The panel has not yet scheduled a meeting to consider the two spending bills in question.
Meanwhile, Democratic senators are seeking to pass a series of marijuana reform amendments through its version of the NDAA.
One of the proposals, led by Sen. Brian Schatz (D-HI), would allow veterans to use medical cannabis in states and territories where its legal, mirroring a standalone bill that the senator introduced in April.
It would additionally protect doctors who discuss and fill out paperwork to recommend medical marijuana for veterans. And it would require the U.S. Department of Veterans Affairs (VA) to support clinical trials investigating the therapeutic effects of cannabis in the treatment of conditions such as pain and post-traumatic stress disorder (PTSD) that commonly afflict veterans.
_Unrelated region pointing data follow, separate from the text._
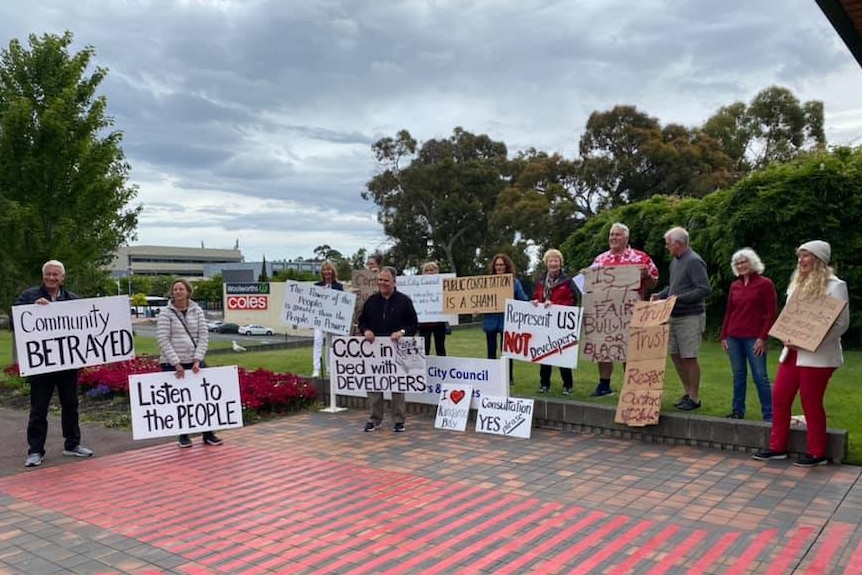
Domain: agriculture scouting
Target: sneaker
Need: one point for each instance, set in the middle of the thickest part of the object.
(809, 460)
(770, 455)
(33, 460)
(78, 451)
(211, 438)
(688, 405)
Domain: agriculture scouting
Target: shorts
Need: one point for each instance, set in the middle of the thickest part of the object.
(686, 333)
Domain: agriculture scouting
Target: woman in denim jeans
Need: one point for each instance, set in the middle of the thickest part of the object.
(752, 306)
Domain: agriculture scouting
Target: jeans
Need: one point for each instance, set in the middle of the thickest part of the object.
(741, 351)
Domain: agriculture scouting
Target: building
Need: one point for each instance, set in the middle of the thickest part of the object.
(170, 260)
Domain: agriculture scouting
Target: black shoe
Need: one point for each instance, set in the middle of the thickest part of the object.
(689, 405)
(770, 455)
(210, 438)
(809, 460)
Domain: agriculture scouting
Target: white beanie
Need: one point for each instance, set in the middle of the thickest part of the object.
(821, 250)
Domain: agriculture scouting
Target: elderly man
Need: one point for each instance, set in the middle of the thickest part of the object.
(689, 282)
(622, 254)
(42, 385)
(388, 313)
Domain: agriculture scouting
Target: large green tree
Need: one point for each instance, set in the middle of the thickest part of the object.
(64, 191)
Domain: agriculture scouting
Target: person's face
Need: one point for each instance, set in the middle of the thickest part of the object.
(53, 277)
(180, 292)
(385, 284)
(617, 241)
(805, 262)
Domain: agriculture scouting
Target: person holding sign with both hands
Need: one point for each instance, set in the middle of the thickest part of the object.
(183, 340)
(804, 371)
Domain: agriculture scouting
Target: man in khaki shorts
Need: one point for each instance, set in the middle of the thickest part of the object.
(689, 282)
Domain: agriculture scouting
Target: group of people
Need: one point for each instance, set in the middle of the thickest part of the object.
(752, 308)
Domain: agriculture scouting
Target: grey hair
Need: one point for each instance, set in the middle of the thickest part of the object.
(753, 260)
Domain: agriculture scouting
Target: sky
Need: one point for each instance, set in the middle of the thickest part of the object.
(251, 122)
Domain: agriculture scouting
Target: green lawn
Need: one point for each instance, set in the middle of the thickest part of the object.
(843, 402)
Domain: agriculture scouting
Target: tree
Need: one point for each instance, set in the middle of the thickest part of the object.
(437, 205)
(64, 191)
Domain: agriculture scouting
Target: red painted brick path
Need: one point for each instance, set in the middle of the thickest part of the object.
(313, 494)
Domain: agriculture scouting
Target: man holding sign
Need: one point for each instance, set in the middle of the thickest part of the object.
(388, 313)
(42, 385)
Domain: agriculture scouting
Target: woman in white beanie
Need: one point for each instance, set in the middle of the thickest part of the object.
(804, 371)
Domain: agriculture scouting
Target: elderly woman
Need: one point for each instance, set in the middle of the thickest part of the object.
(752, 306)
(492, 323)
(808, 372)
(183, 340)
(328, 280)
(555, 287)
(437, 329)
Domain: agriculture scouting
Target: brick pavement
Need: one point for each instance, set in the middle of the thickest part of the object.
(313, 494)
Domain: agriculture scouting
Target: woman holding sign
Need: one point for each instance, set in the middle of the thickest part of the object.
(808, 372)
(555, 287)
(183, 340)
(492, 323)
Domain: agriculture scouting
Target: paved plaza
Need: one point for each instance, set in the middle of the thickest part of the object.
(313, 494)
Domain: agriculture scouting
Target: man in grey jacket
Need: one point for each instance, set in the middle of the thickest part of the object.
(689, 282)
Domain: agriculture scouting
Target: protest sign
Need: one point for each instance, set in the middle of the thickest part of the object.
(163, 405)
(509, 416)
(453, 409)
(477, 294)
(540, 334)
(426, 293)
(643, 382)
(610, 295)
(72, 334)
(804, 322)
(317, 307)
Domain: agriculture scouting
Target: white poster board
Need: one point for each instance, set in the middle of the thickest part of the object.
(72, 334)
(540, 334)
(509, 416)
(317, 307)
(163, 405)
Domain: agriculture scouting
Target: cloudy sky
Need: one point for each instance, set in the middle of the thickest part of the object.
(252, 120)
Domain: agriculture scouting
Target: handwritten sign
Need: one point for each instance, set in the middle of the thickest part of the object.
(477, 294)
(326, 309)
(453, 409)
(643, 382)
(609, 299)
(163, 405)
(540, 334)
(72, 334)
(426, 293)
(509, 416)
(804, 323)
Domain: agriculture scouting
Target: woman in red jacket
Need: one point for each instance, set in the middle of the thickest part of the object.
(555, 287)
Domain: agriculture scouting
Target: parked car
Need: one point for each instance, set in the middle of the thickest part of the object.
(227, 328)
(255, 329)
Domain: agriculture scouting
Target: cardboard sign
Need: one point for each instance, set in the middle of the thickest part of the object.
(509, 416)
(453, 409)
(540, 334)
(317, 307)
(609, 300)
(804, 323)
(426, 293)
(163, 405)
(72, 334)
(477, 294)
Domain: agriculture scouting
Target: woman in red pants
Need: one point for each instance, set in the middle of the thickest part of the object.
(804, 371)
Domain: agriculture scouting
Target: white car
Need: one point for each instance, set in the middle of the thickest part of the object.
(255, 329)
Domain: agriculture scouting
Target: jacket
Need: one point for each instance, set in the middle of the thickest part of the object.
(176, 346)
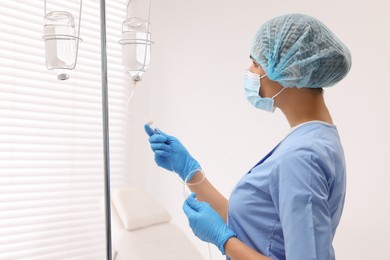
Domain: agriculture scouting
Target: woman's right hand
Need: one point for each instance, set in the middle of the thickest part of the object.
(170, 154)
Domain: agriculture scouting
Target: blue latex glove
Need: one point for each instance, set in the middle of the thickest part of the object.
(206, 223)
(171, 155)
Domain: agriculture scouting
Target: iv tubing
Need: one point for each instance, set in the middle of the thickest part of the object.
(105, 128)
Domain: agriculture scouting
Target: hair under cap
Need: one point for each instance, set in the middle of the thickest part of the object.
(297, 50)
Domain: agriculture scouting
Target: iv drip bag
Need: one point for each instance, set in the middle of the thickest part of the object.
(136, 43)
(61, 42)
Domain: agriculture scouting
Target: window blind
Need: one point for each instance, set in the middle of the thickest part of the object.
(51, 147)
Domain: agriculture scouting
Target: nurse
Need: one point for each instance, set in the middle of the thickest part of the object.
(289, 204)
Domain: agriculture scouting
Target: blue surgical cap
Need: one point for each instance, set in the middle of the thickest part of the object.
(297, 50)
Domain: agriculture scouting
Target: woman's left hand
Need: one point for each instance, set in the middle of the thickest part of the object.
(206, 223)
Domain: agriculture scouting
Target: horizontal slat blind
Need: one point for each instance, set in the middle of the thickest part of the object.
(51, 147)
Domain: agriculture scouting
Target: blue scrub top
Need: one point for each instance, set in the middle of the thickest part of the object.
(289, 204)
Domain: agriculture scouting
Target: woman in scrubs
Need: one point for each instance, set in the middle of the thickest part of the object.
(289, 204)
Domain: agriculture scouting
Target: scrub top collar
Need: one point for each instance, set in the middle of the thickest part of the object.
(309, 122)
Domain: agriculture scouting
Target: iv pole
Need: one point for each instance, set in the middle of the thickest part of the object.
(105, 128)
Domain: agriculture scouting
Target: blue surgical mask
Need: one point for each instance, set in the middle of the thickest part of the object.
(252, 86)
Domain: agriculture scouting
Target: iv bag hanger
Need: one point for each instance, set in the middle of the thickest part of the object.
(61, 41)
(136, 43)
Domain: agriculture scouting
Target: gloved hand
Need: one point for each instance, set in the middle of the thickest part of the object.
(206, 223)
(171, 155)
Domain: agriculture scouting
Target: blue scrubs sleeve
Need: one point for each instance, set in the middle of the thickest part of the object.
(300, 191)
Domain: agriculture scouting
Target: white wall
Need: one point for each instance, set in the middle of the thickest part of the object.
(193, 90)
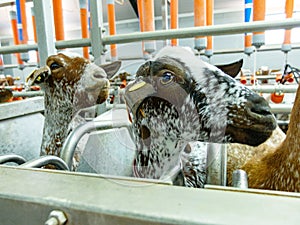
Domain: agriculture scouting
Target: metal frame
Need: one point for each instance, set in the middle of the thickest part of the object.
(95, 199)
(69, 146)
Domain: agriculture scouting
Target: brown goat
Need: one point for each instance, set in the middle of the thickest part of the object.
(280, 168)
(69, 84)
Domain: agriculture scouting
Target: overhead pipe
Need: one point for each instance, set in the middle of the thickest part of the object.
(259, 11)
(215, 30)
(84, 25)
(248, 48)
(200, 21)
(58, 20)
(112, 26)
(22, 26)
(209, 22)
(14, 26)
(286, 46)
(149, 25)
(174, 19)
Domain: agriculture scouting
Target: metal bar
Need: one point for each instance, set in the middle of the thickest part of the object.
(31, 194)
(11, 66)
(96, 30)
(216, 164)
(74, 137)
(28, 93)
(46, 160)
(234, 28)
(44, 28)
(273, 88)
(18, 48)
(12, 158)
(83, 42)
(281, 108)
(188, 32)
(28, 106)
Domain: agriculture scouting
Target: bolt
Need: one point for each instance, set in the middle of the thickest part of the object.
(56, 217)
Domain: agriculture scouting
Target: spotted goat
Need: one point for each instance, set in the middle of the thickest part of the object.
(177, 98)
(70, 83)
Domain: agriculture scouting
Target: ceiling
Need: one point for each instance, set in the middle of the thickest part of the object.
(125, 11)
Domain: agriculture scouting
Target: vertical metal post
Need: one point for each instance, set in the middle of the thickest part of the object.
(216, 164)
(44, 28)
(164, 17)
(7, 58)
(96, 30)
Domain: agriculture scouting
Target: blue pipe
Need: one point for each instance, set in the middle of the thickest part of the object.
(248, 10)
(19, 20)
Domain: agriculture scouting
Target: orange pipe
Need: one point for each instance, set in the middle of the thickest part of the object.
(174, 19)
(199, 13)
(14, 26)
(34, 31)
(58, 19)
(289, 6)
(141, 14)
(141, 18)
(259, 11)
(112, 27)
(147, 7)
(148, 12)
(209, 22)
(248, 41)
(24, 21)
(84, 30)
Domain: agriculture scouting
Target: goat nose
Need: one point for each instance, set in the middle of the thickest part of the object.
(99, 75)
(259, 105)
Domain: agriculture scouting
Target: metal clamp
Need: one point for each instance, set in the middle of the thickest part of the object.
(12, 158)
(46, 160)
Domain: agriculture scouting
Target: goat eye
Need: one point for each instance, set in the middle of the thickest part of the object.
(54, 66)
(166, 77)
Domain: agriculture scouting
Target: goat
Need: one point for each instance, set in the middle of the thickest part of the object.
(279, 168)
(69, 84)
(177, 98)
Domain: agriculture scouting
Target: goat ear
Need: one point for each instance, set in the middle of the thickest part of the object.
(111, 68)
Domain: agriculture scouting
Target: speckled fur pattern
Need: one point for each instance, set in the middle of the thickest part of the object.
(213, 103)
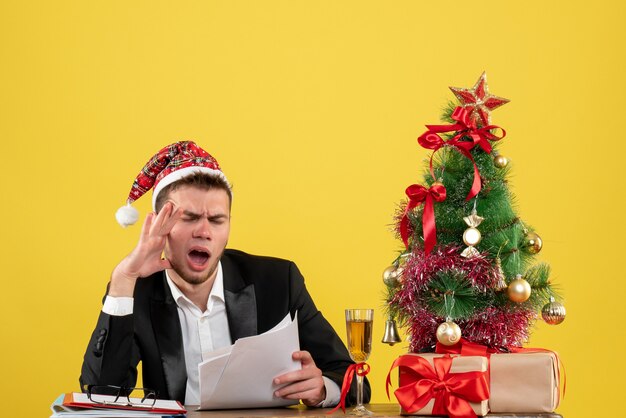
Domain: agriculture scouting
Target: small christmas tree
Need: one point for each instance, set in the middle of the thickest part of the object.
(468, 268)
It’s currently unclear if Senate Democrats and Republicans will reach an agreement on inserting any of the amendments in the final bill—or if the GOP-controlled House would be willing to go along with them if they are ultimately attached on the Senate side.
Separately, the Senate Appropriations Committee recently approved an amendment to allow VA doctors to issue medical cannabis recommendations and released a report for the relevant spending bill that calls on the department to facilitate medical marijuana access for veterans and explore the therapeutic potential of psychedelics.
House and Senate appropriators have also approved large-scale annual spending bills that once again include language to protect state medical cannabis programs, as well as a controversial rider to block Washington, D.C. from implementing a system of regulated marijuana sales.